America’s industries are bleeding too. The tariffs imposed by the regime have beaten manufacturing to a pulp. Auto companies like Stellantis have laid off hundreds, citing tariff costs. Smaller manufacturers are folding under the weight of steel and copper import duties. Foreign investment, once the lifeline of U.S. growth, is being scared away by raids like the one in Georgia, with a 21% drop in such investments.
South Korea, a key ally, sent diplomats in outrage over the kidnapping and deportation of their citizens. Who wants to invest billions in a country where workers can be abducted by armed agents in the middle of construction? Trump’s America is no longer a safe harbour for industry, it is hostile to allies and industry, it is a completely unpredictable regime.
If the attacks on US farming, US industry and foreign investment weren’t enough, there are also the federal layoffs. Thousands of USDA staff have been cut, over 15,000 less employees than this time last year. The Environmental Protection Agency(EPA) has lost the personnel needed to enforce basic regulations.
These agencies once served as the backbone of rural infrastructure, food safety, and environmental protection. Now they are being dismantled. The effect is clear: weaken the state’s capacity, leave industries vulnerable, and consolidate power in the hands of the regime. A functioning state is an obstacle to fascism, so Trump is making sure the state stops functioning.
Just as Hitler sacrificed the German economy to feed his genocidal machine, Trump is sacrificing American prosperity to feed his authoritarian machine. The raids, the tariffs, the layoffs, they are not policies aimed at growth, they are acts of sabotage designed to break institutions and terrorise populations. The wannabe dictator has no interest in a thriving economy. He only cares about consolidating power.

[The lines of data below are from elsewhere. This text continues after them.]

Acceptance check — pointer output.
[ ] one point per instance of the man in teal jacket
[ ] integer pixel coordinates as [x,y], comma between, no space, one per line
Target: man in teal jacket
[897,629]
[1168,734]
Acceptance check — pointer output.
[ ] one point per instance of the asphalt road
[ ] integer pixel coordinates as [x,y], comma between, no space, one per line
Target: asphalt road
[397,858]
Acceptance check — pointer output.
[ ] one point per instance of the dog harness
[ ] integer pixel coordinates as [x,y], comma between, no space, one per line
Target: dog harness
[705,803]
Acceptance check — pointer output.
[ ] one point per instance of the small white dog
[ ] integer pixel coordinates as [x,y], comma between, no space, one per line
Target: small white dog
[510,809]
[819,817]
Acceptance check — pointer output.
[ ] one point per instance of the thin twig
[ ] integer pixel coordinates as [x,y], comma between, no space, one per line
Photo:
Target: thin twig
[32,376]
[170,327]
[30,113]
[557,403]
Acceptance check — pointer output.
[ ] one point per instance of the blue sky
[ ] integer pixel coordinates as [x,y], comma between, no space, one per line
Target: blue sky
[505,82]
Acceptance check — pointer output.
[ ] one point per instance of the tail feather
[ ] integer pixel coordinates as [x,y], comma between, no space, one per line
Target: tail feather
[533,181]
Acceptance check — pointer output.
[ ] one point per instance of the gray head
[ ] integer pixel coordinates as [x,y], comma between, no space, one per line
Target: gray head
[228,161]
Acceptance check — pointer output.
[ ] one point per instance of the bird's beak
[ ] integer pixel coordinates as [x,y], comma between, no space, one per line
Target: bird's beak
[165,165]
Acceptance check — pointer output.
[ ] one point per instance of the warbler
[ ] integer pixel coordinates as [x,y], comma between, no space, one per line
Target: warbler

This is why the comparison between Hitler and Trump matters so deeply. Fascism is not primarily about policy outcomes. It is about domination. It thrives on crisis, even when the crisis is self-inflicted. Hitler welcomed the chaos of war because it allowed him to accelerate persecution. Trump welcomes the chaos of raids and shortages because it keeps the nation off balance and reliant on his strongman persona. Both regimes embraced destruction as proof of their own power.
There is also an international cost. Hitler’s Germany alienated allies and dragged Europe into the abyss. Trump’s America is pushing away investors and alarming diplomatic partners. South Korea, Canada, Mexico, and Europe are already rethinking their economic ties. Trade wars and raids make the U.S. look unstable. The perception of stability is the foundation of American power. Trump is shattering it for the sake of his domestic crusade against immigrants. That is not nationalist strength. That is self-inflicted weakness. It is fascism feeding on its own host.
What Americans must understand is that this is not about immigration, or trade, or economic growth, it is about power. When a leader is willing to tear apart the economy for the sake of scapegoating, that leader is not a populist, not a conservative, not a nationalist. He is a fascist.
That is the important comparison between Hitler and Trump. Both sacrificed prosperity for persecution. Both turned the state into a machine of cruelty. Both proved that under fascism, the economy is never the point. The point is terror and absolute control, and unless America wakes up to that truth, history will not repeat itself. It will continue itself.